After resentments, you move to fears. The Big Book says to review your fears thoroughly and put them on paper, “even though we had no resentment in connection with them.” Fear often operates underneath resentments, but it also stands on its own.

This inventory is simpler in structure. For each fear, write down:

  • What you fear (being alone, losing your job, rejection, financial ruin, illness)
  • Why you fear it (what belief or experience drives it)
  • How it affects you (what behavior it produces, like isolation, people-pleasing, controlling others, drinking)
  • How it affects the people around you

The Big Book frames fear as a failure of self-reliance.
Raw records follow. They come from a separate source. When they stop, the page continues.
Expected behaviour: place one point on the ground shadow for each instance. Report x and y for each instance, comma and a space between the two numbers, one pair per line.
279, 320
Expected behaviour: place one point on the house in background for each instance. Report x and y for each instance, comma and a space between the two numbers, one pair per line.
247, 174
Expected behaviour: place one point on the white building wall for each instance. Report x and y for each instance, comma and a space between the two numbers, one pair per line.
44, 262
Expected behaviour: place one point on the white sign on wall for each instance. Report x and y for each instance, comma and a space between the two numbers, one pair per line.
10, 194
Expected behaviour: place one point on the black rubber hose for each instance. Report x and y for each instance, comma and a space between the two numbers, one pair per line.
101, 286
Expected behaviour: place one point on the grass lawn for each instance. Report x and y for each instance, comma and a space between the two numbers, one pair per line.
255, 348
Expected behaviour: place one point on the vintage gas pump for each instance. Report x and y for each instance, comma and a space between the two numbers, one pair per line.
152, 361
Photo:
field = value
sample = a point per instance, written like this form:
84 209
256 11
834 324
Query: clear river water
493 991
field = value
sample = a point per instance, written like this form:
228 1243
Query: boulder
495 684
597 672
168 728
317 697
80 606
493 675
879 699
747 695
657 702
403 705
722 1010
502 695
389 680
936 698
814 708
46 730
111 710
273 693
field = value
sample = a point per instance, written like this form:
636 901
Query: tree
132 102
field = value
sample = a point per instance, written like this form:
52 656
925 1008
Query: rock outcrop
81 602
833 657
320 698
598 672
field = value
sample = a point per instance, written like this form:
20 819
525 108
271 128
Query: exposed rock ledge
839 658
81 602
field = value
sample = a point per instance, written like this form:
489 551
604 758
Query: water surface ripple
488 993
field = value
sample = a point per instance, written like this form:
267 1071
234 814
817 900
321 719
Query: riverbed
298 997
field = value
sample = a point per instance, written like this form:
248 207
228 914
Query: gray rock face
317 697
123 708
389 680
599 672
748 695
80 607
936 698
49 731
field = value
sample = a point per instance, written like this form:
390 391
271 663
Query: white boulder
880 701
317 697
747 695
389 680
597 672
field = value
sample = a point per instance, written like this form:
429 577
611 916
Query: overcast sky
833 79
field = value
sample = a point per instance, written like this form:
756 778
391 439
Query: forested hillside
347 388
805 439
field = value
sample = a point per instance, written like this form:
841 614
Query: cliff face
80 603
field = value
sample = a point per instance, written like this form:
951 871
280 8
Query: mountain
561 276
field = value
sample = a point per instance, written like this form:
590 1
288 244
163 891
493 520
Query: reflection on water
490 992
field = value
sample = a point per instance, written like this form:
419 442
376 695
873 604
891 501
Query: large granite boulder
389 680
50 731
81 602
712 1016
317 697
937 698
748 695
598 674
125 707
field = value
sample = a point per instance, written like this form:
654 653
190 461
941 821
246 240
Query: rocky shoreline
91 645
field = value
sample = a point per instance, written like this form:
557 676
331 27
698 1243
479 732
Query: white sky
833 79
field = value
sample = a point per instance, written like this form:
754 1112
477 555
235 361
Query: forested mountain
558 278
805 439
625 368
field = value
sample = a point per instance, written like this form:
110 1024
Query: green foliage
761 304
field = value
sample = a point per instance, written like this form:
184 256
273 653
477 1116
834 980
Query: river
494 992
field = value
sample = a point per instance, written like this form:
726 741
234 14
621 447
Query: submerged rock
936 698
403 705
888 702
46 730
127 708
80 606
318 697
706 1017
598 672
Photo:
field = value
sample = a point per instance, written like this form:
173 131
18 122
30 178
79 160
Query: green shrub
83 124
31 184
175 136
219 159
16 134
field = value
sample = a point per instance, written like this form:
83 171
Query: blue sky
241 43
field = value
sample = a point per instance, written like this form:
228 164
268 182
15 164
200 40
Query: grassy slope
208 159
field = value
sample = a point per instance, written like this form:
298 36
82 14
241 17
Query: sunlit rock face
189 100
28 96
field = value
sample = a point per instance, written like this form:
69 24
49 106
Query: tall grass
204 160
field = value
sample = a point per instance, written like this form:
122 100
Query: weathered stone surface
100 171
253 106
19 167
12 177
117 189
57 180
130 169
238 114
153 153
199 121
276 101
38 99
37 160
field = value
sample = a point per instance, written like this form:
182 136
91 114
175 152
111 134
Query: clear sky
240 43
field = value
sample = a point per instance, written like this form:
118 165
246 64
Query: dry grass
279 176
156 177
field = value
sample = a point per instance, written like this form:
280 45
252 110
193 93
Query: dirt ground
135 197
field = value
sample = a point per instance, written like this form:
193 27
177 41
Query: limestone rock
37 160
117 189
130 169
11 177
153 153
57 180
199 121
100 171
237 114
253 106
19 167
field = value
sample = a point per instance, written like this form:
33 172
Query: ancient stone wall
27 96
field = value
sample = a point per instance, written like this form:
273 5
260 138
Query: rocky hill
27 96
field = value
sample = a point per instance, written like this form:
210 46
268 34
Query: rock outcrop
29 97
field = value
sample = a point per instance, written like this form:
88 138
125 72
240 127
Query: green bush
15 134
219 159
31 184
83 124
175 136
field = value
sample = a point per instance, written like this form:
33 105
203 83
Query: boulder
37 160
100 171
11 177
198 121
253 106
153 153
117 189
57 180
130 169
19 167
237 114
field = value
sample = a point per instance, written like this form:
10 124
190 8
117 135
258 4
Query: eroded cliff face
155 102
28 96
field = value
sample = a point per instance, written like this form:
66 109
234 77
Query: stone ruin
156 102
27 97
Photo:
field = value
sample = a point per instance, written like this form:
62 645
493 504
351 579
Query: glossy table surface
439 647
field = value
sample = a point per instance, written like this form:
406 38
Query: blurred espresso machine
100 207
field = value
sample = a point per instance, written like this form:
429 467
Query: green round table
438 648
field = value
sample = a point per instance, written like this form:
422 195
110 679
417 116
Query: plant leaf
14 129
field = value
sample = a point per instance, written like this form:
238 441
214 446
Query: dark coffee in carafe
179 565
The idea is that when you depend entirely on yourself to manage life, every threat feels catastrophic. A fear like “being alone” might drive resentment toward people who don’t give you enough attention, which in turn fuels the drinking or behavior you’re trying to address. Writing it out makes those connections visible in a way that thinking about it never does.

The Sex Conduct Inventory

The third inventory covers your sexual and romantic history. This section makes many people uncomfortable, but it follows the same honest, structured approach as the others. The Big Book asks you to review your conduct over the years and answer specific questions about each relationship or encounter:

  • Was I selfish?
  • Was I dishonest?
  • Was I inconsiderate?
  • Whom did I hurt?
  • Did I unjustifiably arouse jealousy, suspicion, or bitterness?
  • What should I have done instead?

The purpose isn’t to catalog every detail of your romantic life. It’s to apply the same lens you used in the resentment inventory: where were you selfish, where were you dishonest, and who got hurt as a result? The Big Book also asks you to consider whether each relationship was selfish or not, and to begin shaping “a sane and sound ideal” for how you want to approach relationships going forward.

Common Sticking Points

Procrastination is the biggest obstacle to completing Step 4. The inventory can feel overwhelming when you imagine it as one massive task. Breaking it into sessions helps. You might spend one sitting listing names for column 1 of your resentment inventory, then come back another day to fill in causes. There’s no rule that says you have to finish in one sitting or one week.

Perfectionism is the second biggest obstacle. Some people stall because they’re not sure if they’re “doing it right” or worry they’ll leave something out. The inventory doesn’t need to be perfect or complete. If you remember something later, you can add it. What matters is the honesty of the process, not the comprehensiveness of the document.

Another common issue is writing too much narrative. The inventory works best when entries are concise. Column 2 (the cause) should be a sentence or two, not a full story. If you find yourself writing paragraphs for a single resentment, you’re probably processing emotions rather than taking inventory. That processing is valuable, but save it for Step 5, when you’ll share this work with another person.

What Happens With the Inventory

Step 4 produces a document, not a transformation. The transformation comes from what you do with it. In Step 5, you share the inventory with your sponsor or another trusted person. This is why writing it down matters so much. Reading your patterns aloud to someone else turns private rationalizations into visible behavior. Many people report that the act of completing Step 4 already shifts something, simply because they’ve never looked at their own behavior this honestly before.

The character defects that surface in your inventory (the pride, fear, dishonesty, and selfishness that keep repeating across different names and situations) become the foundation for Steps 6 and 7, where you work on willingness to let go of those patterns. Everything that follows in the remaining steps builds on what you uncover here. The inventory is the map.